Holy Eucharist Rite II at 10:30 a.m. sung by the St. John’s Choir School and Adult Choir, sermon by the Rev’d Margie Baker.
Worship at Home:
Click here: Service Bulletin
Service Music:
Voluntary Fugue in D Major, BWV 532b Johann Sebastian Bach (1685-1750)
Processional Hymn 541 Come, labor on Ora Labora
Song of Praise Dignus es Benjamin P. Straley (b. 1986)
Sequence Hymn 671 Amazing grace! how sweet the sound New Britain
Offertory Anthem Lord, make me an instrument of thy peace Peter Niedmann (b. 1960)
Words: Prayer of St.
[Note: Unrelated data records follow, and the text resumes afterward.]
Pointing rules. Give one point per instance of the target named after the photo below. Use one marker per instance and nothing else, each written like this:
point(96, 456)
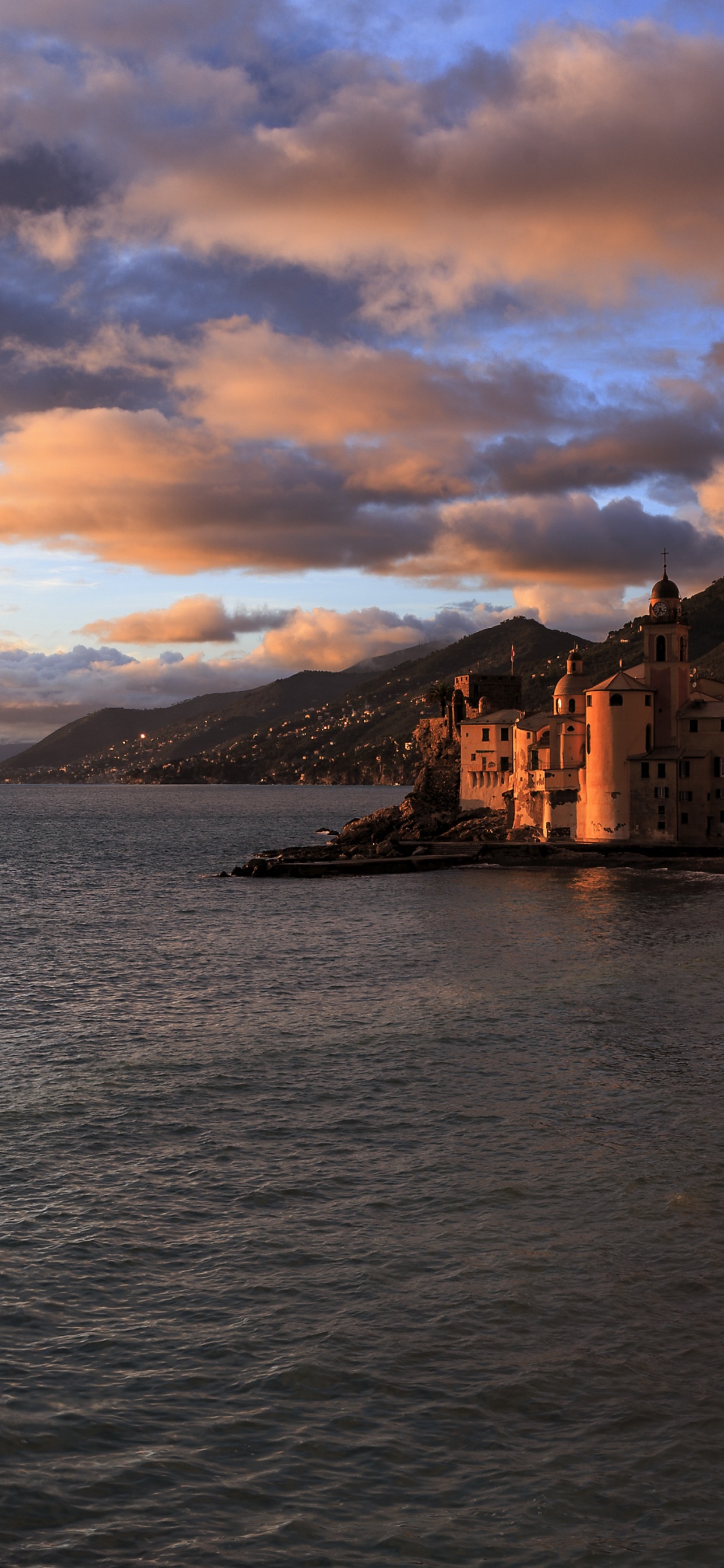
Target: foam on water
point(356, 1222)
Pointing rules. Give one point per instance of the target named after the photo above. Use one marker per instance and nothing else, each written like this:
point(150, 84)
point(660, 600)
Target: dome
point(571, 686)
point(665, 589)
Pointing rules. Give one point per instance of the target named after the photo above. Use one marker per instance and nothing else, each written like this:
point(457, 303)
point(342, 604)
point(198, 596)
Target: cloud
point(577, 163)
point(595, 163)
point(159, 493)
point(209, 149)
point(194, 620)
point(329, 640)
point(566, 540)
point(40, 692)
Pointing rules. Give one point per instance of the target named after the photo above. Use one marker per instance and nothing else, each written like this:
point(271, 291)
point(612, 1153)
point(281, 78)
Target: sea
point(370, 1222)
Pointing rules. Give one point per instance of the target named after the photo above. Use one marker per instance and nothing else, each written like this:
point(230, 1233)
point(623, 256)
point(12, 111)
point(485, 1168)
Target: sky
point(326, 330)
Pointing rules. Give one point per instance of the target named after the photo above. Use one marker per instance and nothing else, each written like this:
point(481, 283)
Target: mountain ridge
point(336, 726)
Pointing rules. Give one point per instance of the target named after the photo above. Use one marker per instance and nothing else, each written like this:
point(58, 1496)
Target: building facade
point(638, 756)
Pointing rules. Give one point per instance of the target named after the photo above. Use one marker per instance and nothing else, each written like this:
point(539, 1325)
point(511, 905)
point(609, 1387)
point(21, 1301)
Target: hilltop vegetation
point(352, 726)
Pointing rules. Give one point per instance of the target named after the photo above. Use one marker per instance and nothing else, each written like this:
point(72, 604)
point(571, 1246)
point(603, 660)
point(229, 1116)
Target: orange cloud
point(194, 620)
point(599, 163)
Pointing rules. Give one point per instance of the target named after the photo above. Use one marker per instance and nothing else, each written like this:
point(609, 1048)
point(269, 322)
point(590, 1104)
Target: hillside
point(317, 725)
point(336, 726)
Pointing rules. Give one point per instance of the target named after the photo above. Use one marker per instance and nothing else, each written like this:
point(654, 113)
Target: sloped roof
point(535, 722)
point(623, 681)
point(504, 716)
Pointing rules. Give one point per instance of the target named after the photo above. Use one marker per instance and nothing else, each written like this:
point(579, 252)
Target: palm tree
point(440, 692)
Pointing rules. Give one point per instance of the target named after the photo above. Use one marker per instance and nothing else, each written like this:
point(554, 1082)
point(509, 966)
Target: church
point(637, 758)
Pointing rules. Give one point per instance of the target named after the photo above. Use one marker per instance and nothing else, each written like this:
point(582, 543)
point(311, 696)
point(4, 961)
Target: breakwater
point(444, 855)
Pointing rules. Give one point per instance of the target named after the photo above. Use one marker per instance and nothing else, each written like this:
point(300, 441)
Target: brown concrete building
point(638, 756)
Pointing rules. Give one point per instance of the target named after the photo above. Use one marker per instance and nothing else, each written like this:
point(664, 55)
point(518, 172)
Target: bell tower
point(666, 657)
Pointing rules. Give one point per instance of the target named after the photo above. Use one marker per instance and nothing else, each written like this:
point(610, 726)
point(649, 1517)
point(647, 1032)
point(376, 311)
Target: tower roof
point(620, 682)
point(665, 589)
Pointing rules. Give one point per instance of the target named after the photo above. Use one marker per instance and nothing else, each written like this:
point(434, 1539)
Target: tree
point(440, 692)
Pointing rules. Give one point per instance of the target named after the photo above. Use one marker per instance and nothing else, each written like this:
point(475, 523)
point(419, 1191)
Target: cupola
point(665, 600)
point(570, 694)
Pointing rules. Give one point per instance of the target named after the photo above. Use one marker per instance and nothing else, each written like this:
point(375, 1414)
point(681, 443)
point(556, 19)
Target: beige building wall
point(616, 722)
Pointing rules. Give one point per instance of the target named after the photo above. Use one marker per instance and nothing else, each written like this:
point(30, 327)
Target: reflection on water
point(364, 1222)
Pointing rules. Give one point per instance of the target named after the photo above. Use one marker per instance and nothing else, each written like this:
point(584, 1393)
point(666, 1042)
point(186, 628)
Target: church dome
point(665, 589)
point(568, 696)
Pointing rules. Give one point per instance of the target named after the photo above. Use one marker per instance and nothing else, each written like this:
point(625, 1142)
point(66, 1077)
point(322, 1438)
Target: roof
point(701, 706)
point(621, 682)
point(504, 716)
point(665, 589)
point(574, 684)
point(659, 755)
point(535, 722)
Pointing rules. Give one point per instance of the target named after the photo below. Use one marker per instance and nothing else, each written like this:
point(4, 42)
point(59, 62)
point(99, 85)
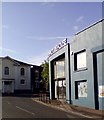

Francis of Assisi (1182-1226)
Lord, make me an instrument of thy peace;
Where there is hatred, let me sow love;
Where there is injury, pardon;
Where there is doubt, faith;
Where there is despair, hope;
Where there is darkness, light;
Where there is sadness, joy.
O Divine master,
Grant that I may not so much seek
To be consoled as to console;
To be understood, as to understand;
To be loved, as to love;
For it is in giving that we receive,
It is in pardoning that we are pardoned,
and it is in dying that we are born to eternal life.
Lord, make me an instrument of thy peace.
Peter Niedmann is Director of Music and Organist at Church of Christ, Congregational, in Newington, and composition coach for Scott Lamlein. He is a published composer with hundreds of works in print, and former Dean of the Hartford American Guild of Organists. His choral music has been sung at The White House and a Papal Mass for Pope John Paul II.
Sanctus Land of Rest, arr. Annabel Morris Buchanan (1889-1983)
Fraction Anthem Be Known to us, Lord Jesus Gary James (b. 1957)
Communion Anthem O Lord increase my faith, Allen Bevan (b. 1951)
O Lord, increase my faith.
Strengthen me and confirm me in thy true faith;
endue me with wisdom, charity, chastity and patience
in all my adversity.
Sweet Jesus, say Amen.
Communion Hymn 488 Be thou my vision, O Lord of my heart Slane
Hymn in Procession Great is thy faithfulness Faithfulness
Voluntary Toccata on Great Day Adolphus Hailstork (b. 1941)
Adolphus Hailstork is an American composer and educator. He grew up in Albany, New York, where he studied violin, piano, organ, and voice. As a child, he joined the choir of the Episcopalian cathedral. From this experience he developed an interest in vocal melodic writing that asserts itself in his choral works and art songs. Hailstork is of African-American ancestry and his works blend musical ideas from both the African-American and European traditions. His principal teachers were H. Owen Reed (Michigan State University), Vittorio Giannini and David Diamond (Manhattan School of Music), Mark Fax (Howard University) and Nadia Boulanger (American Institute at Fontainebleau).